Scorporare, de Franco Costantini

Un recueil de fragments lyriques quotidiens, métaphysiques et politiques.

Itinéraire de connaissance entre les images, Scorporare est un dialogue amoureux ininterrompu, un recueil de fragments lyriques quotidiens, métaphysiques, politiques, qui scandent le temps d’une attente infinie et incomprise. Marqué par les thèmes du contemporain, le recueil interroge la réalité pièce par pièce, en essayant de transcrire ce qui est caché sous le voile des mots, d’opposer à l’angoisse paralysante une volonté de révolte.
La poésie est peut-être la dernière forme possible d’herméneutique ; si le monde est un livre, Scorporare est l’œuvre d’un copiste enfermé et obstiné.

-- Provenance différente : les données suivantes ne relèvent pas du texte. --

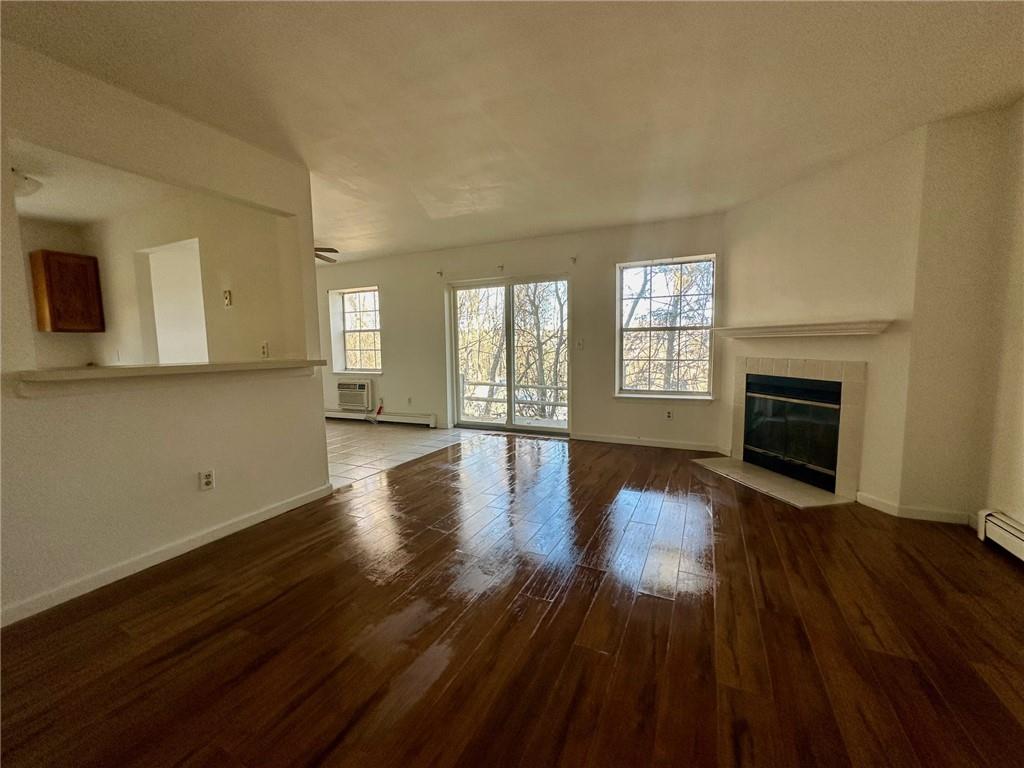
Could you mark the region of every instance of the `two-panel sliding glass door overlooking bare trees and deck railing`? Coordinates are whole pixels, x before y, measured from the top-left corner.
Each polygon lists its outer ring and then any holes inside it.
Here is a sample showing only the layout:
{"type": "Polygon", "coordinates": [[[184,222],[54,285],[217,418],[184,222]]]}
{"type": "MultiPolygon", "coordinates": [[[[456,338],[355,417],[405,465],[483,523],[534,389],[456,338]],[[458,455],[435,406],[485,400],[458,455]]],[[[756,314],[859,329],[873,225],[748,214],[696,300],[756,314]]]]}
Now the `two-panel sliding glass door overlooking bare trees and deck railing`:
{"type": "Polygon", "coordinates": [[[455,289],[461,424],[568,429],[568,284],[455,289]]]}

EXTRAIT TIRÉ DE LA SECTION “AU LAC”



Les pédalos ne laissent aucune trace,
de même chacun de nos labeurs sur le monde. Tout est stable.
Les barques se font rares sur le lac.
Le monde ne finira pas encore ce soir.
 
*
 
Dieu-ruisseau, inlassable, tenace
Dieu de clochettes, imprésario
généreux, je me suis entiché
de ta gorge muette.
 
Dieu de laiton opalescent
             et de topaze.
 
Avec ton corps pointu de marionnette,
ta visière de touriste américaine,
tes larmes comptées
depuis le commencement,
soumises sur tes joues,
au nombre limité.
 
*
 
La famille indienne sur le pédalo
à toboggan
les immanquables Allemands,
les Français ou les Italiens
toujours plus beaufs,
les avides Hollandais, les Danois,
fuyants,
la location de bateaux avec les jeunes du coin, les fillettes avec des seins
et des portables d’ados,
les congrès au bord du lac des hirondelles toujours plus désertés,
d’année en année,
malgré la bonne volonté des organisateurs,
le ciel fixe, ni trop
haut ni trop bas, juste assez
bleu, léthargique.
Le plan incliné de l’histoire.
Ce soir sous le Charriot
nous cherchons, de passage,
une comète.
 
*
 
Penser Sisyphe heureux,
se figurer
plaisir et désir encordés,
une via ferrata
à l’ombre et incontournable,
 
et une montagne circulaire.
 
*
 
En 8886 elle repassera
cette comète
la même qu’on aperçoit
brouillée sous le Charriot,
la queue peignée,
du Soleil à l’ouest.
Des avants-postes saturniens
stations-service
pour sondes décrépies
elle aura l’air d’une virgule,
congelée dans l’espace,
le virage figé
d’une hirondelle au moment de l’alarme
prise au dépourvu d’un éblouissement
stupéfaite
laquée de mémoire
rétroviseur étincelant
dans un cadran azur,
 
comme nous ce soir.
 
 

Traduit de l’italien par Emma Ayasse.



COSTANTINI, Franco, Scorporare, Transeuropa, 2021, 64 pages


Franco Costantini est né à Gênes en 1990.

Il a vécu et étudié la littérature ancienne et moderne à Gênes, Séville, Bologne, Salonique, Strasbourg.
Agrégé d’italien, chercheur en littérature italienne à la Sorbonne, il vit et travaille à Paris depuis six ans.
Il a publié des poèmes dans plusieurs revues italiennes et françaises.
Scorporare est son premier recueil édité.